So Copy-on-Write makes sense in many ways, but as you can imagine, if you’re changing small bits of a large random access file, that file is going to end seriously fragmented. And there’s no way to defragment it. This is exactly what a database engine does to its files. Database engines enforce their own referential integrity using synchronous writes, so they’re going to be consistent anyway – but if you’re insisting all transactions in a group are written in order, synchronously, and the underlying file system is spattering blocks all over the disk before returning you’ve got a double whammy – fragmentation and slow write performance. You can put a lot of cache in to try and hide the problem, but you can’t cache a write if the database insists it won’t proceed until it’s actually stored on disk.
In this one use case, UFS2 is a clear winner.
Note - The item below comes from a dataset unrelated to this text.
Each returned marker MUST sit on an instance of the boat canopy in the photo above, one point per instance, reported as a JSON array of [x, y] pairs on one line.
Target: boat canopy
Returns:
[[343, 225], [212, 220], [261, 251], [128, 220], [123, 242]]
It also doesn’t degrade so badly as the disk becomes full. (The ZFS answer is that if the zpool is approaching 80% capacity, add more disks).
Best of Both
There is absolutely nothing stopping you having ZFS and UFS2 on the same system – on the same drives even. Just create a partition for your database, format it using makefs and mount it on the ZFS tree wherever it’s needed. You probably want it mirrored, so use gmirror. You won’t be able to snapshot it, or otherwise back it up while it’s running, but you can dump it to a ZFS dataset and have that replicated along with all the others.
You can also boot of UFS2 and create a zpool on additional drives or partitions if you prefer, mounting them on the UFS tree. Before FreeBSD 10 had full support for booting direct of ZFS this was the normal way of using it. The advantages of having the OS on ZFS (easy backup, snapshot and restore) mean it’s probably preferable to use it for the root.